Re: Removing more vacuumlazy.c special cases, relfrozenxid optimizations - Mailing list pgsql-hackers

From Peter Geoghegan
Subject Re: Removing more vacuumlazy.c special cases, relfrozenxid optimizations
Date
Msg-id CAH2-Wzm4+b7Bpc2JL_BjQ3SzgOXPWTfzuewCgakLb27ppcvTVQ@mail.gmail.com
Whole thread Raw
In response to Re: Removing more vacuumlazy.c special cases, relfrozenxid optimizations  (Robert Haas <robertmhaas@gmail.com>)
List pgsql-hackers
On Mon, Feb 7, 2022 at 12:21 PM Robert Haas <robertmhaas@gmail.com> wrote:
>
> On Mon, Feb 7, 2022 at 11:43 AM Peter Geoghegan <pg@bowt.ie> wrote:
> > > That's because, if VACUUM is only ever getting triggered by XID
> > > age advancement and not by bloat, there's no opportunity for your
> > > patch set to advance relfrozenxid any sooner than we're doing now.
> >
> > We must distinguish between:
> >
> > 1. "VACUUM is fundamentally never going to need to run unless it is
> > forced to, just to advance relfrozenxid" -- this applies to tables
> > like the stock and customers tables from the benchmark.
> >
> > and:
> >
> > 2. "VACUUM must sometimes run to mark newly appended heap pages
> > all-visible, and maybe to also remove dead tuples, but not that often
> > -- and yet we current only get expensive and inconveniently timed
> > anti-wraparound VACUUMs, no matter what" -- this applies to all the
> > other big tables in the benchmark, in particular to the orders and
> > order lines tables, but also to simpler cases like pgbench_history.
>
> It's not really very understandable for me when you refer to the way
> table X behaves in Y benchmark, because I haven't studied that in
> enough detail to know.

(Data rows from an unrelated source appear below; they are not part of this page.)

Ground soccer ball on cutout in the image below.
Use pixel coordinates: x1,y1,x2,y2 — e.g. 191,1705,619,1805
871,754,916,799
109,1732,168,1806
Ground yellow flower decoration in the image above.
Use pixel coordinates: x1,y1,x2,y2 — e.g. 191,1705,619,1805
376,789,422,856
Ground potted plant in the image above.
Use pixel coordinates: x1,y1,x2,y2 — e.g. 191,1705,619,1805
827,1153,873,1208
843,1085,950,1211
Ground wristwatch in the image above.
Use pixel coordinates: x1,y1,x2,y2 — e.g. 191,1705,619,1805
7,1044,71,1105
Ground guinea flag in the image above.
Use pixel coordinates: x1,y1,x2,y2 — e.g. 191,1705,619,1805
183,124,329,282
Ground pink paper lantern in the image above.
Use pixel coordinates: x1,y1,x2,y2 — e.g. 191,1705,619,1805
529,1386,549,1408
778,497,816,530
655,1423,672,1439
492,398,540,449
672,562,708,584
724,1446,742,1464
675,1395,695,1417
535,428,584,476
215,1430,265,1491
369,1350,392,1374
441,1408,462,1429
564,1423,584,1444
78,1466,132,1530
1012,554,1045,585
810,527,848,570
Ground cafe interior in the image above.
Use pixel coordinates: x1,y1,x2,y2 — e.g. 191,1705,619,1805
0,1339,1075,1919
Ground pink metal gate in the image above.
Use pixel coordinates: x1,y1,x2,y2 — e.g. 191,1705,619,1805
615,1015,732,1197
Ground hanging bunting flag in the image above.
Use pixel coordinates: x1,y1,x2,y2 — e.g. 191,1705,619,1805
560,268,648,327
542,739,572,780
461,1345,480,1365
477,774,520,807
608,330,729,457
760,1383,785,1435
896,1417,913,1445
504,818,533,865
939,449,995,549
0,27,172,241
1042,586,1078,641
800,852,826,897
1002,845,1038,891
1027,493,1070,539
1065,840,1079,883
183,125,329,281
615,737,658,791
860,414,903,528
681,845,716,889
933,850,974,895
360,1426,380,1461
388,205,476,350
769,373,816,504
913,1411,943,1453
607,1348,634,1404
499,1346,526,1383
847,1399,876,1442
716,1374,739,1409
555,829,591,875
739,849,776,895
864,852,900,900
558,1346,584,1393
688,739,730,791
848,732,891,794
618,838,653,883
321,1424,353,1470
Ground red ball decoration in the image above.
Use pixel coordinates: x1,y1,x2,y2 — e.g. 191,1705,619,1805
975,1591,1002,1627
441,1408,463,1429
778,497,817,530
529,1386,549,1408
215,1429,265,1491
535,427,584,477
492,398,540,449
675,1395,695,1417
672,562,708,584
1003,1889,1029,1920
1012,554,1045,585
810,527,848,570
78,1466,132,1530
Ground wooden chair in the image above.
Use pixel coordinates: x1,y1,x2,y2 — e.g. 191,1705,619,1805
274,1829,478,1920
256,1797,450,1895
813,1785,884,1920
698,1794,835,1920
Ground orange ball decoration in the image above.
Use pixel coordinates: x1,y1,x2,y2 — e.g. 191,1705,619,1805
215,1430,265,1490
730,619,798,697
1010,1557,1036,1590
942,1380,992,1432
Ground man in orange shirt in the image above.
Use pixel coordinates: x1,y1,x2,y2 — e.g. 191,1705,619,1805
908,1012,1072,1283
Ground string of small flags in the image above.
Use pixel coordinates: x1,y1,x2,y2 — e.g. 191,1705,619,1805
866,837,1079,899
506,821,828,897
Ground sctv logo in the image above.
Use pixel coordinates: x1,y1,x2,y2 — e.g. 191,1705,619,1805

If you say things like insert-only table, or a
> continuous-random-updates table, or whatever the case is, it's a lot
> easier to wrap my head around it.

What I've called category 2 tables are the vast majority of big tables
in practice. They include pure append-only tables, but also tables
that grow and grow from inserts, but also have some updates. The point
of the TPC-C order + order lines examples was to show how broad the
category really is. And how mixtures of inserts and bloat from updates
on one single table confuse the implementation in general.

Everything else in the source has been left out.